After flying almost 27 hours, part of it at night, through thunderstorms and fog with no rest – Kelly and Macready made it happen. They landed at Rockwell Field, San Diego on May 3, 1923. Elapsed time: 26 hours 50 minutes. Average ground speed for the 2470 miles was 92 mph. Their historic coast-to-coast flight carried them over the following states. New York – Pennsylvania – Ohio – Indiana – Illinois – Missouri – Kansas – Oklahoma – Texas – New Mexico – Arizona – and California.
The Fokker T-2 non-stop flight was a huge accomplishment for 1923 and showed that long distance air travel was indeed possible – helping to pave the way for commercial air carriers.
The 4-square inch swatch of original fabric included with this 15″ x 20″ relic print was preserved when the Smithsonian restored the Fokker T-2 before installing it in the permanent collection of the National Air and Space Museum where it can be seen today. Also included is a signed Certificate of Authenticity and 2 pages of colorful historical information on this aviation milestone along with aircraft specs.

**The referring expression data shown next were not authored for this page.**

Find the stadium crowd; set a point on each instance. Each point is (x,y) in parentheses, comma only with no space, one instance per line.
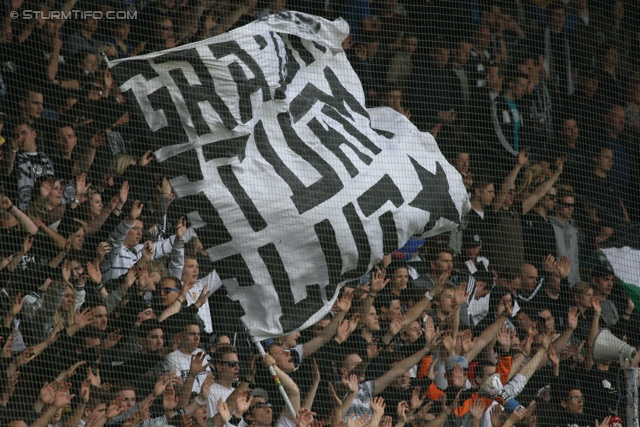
(108,319)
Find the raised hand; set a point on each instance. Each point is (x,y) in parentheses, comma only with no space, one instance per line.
(181,228)
(572,318)
(553,357)
(66,271)
(148,250)
(94,379)
(132,275)
(467,341)
(162,383)
(402,411)
(203,297)
(146,158)
(223,410)
(416,398)
(27,243)
(25,357)
(101,251)
(304,417)
(243,402)
(377,406)
(344,302)
(206,385)
(350,382)
(82,188)
(169,399)
(564,266)
(94,273)
(111,340)
(197,364)
(477,409)
(83,318)
(65,375)
(136,209)
(47,393)
(123,194)
(16,306)
(378,280)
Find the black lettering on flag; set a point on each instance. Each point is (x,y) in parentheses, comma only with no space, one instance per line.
(373,199)
(361,240)
(332,255)
(297,45)
(378,194)
(304,198)
(256,221)
(340,96)
(260,41)
(225,149)
(351,129)
(205,91)
(294,314)
(214,233)
(246,86)
(434,196)
(389,233)
(332,139)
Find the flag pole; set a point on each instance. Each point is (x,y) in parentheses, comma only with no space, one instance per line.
(277,381)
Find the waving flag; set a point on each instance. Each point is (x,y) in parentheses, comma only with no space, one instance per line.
(295,186)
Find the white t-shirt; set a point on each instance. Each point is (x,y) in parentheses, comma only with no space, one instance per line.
(179,362)
(217,391)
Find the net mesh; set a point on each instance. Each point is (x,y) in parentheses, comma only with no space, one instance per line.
(129,298)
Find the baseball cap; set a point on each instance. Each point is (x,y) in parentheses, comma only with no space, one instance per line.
(452,361)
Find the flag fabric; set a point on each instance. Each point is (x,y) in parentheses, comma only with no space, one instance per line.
(625,262)
(294,187)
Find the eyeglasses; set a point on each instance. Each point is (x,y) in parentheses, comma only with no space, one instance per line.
(231,363)
(262,405)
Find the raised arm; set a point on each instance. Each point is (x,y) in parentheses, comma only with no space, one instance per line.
(593,332)
(344,305)
(523,159)
(25,222)
(530,202)
(485,338)
(404,365)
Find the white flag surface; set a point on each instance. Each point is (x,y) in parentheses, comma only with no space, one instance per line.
(625,262)
(295,187)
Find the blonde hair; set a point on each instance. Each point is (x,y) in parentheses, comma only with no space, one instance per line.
(120,163)
(67,318)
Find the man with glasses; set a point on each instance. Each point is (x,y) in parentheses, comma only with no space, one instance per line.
(566,234)
(505,243)
(180,360)
(571,411)
(260,413)
(226,367)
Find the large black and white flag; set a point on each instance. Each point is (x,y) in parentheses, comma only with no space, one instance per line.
(297,188)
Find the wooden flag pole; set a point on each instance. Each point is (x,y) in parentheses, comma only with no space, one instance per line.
(277,381)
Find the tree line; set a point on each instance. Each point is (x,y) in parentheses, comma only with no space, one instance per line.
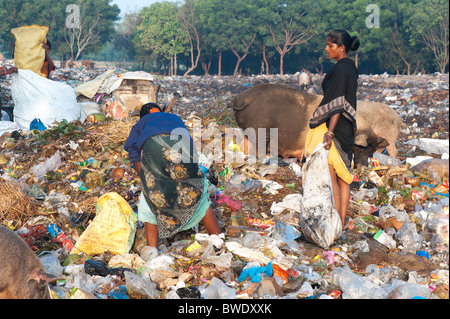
(241,36)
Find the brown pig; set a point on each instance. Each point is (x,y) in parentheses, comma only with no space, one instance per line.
(22,275)
(288,109)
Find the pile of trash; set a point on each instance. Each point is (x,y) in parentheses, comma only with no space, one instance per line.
(60,186)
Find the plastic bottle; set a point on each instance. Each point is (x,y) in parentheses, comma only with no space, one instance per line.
(385,239)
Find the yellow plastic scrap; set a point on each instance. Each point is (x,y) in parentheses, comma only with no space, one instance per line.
(28,51)
(113,228)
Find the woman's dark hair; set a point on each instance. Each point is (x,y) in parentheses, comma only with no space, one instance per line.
(145,109)
(341,37)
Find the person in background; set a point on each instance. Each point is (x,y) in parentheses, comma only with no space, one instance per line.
(174,194)
(48,66)
(334,121)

An extraordinary flight and an opportunity to own a piece of aviation history.
The 100th anniversary of this extraordinary flight will be celebrated this year.

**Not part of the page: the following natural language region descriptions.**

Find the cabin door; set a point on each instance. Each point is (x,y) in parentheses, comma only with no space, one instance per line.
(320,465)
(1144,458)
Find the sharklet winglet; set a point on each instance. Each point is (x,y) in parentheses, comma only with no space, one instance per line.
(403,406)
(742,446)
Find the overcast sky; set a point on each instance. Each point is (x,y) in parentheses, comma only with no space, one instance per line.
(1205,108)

John Macready and Oakley Kelly were lieutenants in the U.S. Army Air Service, which would grow to be the Air Corps in 1926 and then the U.S. Air Force in 1947. Both Kelly and Macready were awarded the Distinguished Flying Cross after the flight.
Kelly and Macready with Fokker-T-2CLICK TO ENLARGE!

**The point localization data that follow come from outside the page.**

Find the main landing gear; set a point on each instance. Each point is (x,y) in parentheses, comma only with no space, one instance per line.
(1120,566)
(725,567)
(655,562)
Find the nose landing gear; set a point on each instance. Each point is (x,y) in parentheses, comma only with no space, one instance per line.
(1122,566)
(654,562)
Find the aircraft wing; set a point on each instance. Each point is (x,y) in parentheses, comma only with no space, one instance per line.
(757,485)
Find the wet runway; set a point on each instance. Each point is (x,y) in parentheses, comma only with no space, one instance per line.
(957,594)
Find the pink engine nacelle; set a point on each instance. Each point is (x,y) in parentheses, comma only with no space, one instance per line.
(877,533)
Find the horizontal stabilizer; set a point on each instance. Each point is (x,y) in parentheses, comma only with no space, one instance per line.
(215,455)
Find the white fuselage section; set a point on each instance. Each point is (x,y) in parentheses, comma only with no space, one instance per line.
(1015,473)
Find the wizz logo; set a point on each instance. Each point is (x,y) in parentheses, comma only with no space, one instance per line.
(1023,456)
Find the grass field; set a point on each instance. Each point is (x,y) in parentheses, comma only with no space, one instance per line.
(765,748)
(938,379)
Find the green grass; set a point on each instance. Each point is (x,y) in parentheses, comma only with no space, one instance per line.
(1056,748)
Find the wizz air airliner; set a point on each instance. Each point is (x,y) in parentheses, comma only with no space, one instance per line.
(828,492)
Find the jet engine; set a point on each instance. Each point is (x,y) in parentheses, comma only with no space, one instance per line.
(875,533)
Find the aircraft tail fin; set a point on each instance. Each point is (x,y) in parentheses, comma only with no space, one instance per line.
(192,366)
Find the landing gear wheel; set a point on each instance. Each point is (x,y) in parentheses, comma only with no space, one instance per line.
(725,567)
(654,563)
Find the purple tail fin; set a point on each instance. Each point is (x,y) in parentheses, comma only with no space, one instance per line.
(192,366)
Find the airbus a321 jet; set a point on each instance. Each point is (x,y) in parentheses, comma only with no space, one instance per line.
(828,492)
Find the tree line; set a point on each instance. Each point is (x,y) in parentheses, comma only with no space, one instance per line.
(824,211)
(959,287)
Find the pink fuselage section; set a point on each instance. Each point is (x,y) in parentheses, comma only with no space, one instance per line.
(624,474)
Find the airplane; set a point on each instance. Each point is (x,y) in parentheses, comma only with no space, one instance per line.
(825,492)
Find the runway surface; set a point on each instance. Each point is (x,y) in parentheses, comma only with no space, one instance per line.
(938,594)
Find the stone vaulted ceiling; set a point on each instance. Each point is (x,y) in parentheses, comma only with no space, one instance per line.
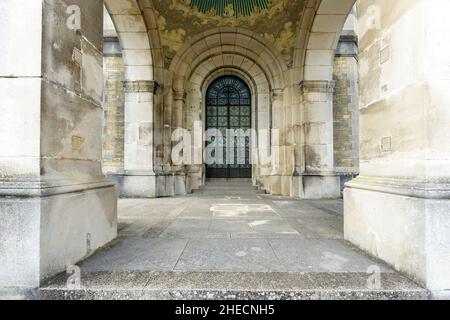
(278,21)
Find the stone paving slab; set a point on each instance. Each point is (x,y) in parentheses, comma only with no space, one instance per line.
(231,245)
(201,285)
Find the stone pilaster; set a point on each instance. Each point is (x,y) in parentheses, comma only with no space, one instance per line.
(138,179)
(318,177)
(179,99)
(56,206)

Macready was an experienced pilot. He set a world altitude record of 40,800 feet in 1922, made the first crop dusting flights, took part in the first aerial survey of the United States and was the first to parachute from an aircraft at night. He was 35 at the time of the T-2 non-stop flight and went on to serve as a colonel in the U.S. Air Corps during World War II.
Kelly was 31 years old when they made their coast-to-coast flight in 1923. He served as an engineering test pilot in the Army Air Service and was key in modifying the T-2 for the flight. He also made the first in-flight aircraft engine repair in history, when he removed, dismantled and repaired the defective voltage regulator while the T-2 was airborne. A half-length portrait of Kelly now hangs in the Library of Congress in Washington, DC.
Both Kelly and Macready received congratulatory telegrams from President Harding and other dignitaries after landing in San Diego. A telegram from Anthony Fokker, founder of the Netherlands Aircraft Company, was prophetic. In it he said: “Your flight is a milestone – in ten years the route you flew will be covered by aerial passengers and freight service.”
The Fokker T-2 was powered by the reliable Liberty V-12 engine that was fitted with an 8-volt Delco ignition system. There were three fuel tanks on the T-2 – a 418 gallon and 130 gallon tank in the leading edge of the center wing section and a 185 gallon tank in the fuselage. At 6.3 pounds per gallon, the fuel alone weighed in at almost 5,000 pounds. The engine was filled with 35 gallons of Pennzoil special extra heavy duty oil and had a 40 gallon reserve oil tank onboard. The wheels were fitted with 44 x 10 Goodyear tires and the the 8 volt ignition system was made by Delco.
The wing chord – distance from leading edge to trailing edge – was 15 feet at the center section for a total of almost 1200 square feet. This incredible amount of wing surface allowed for a heavy payload and greater stability in flight. The fuselage of the T-2 was covered with Grade A cotton, impregnated with acetate dope and then coated with a protective paint.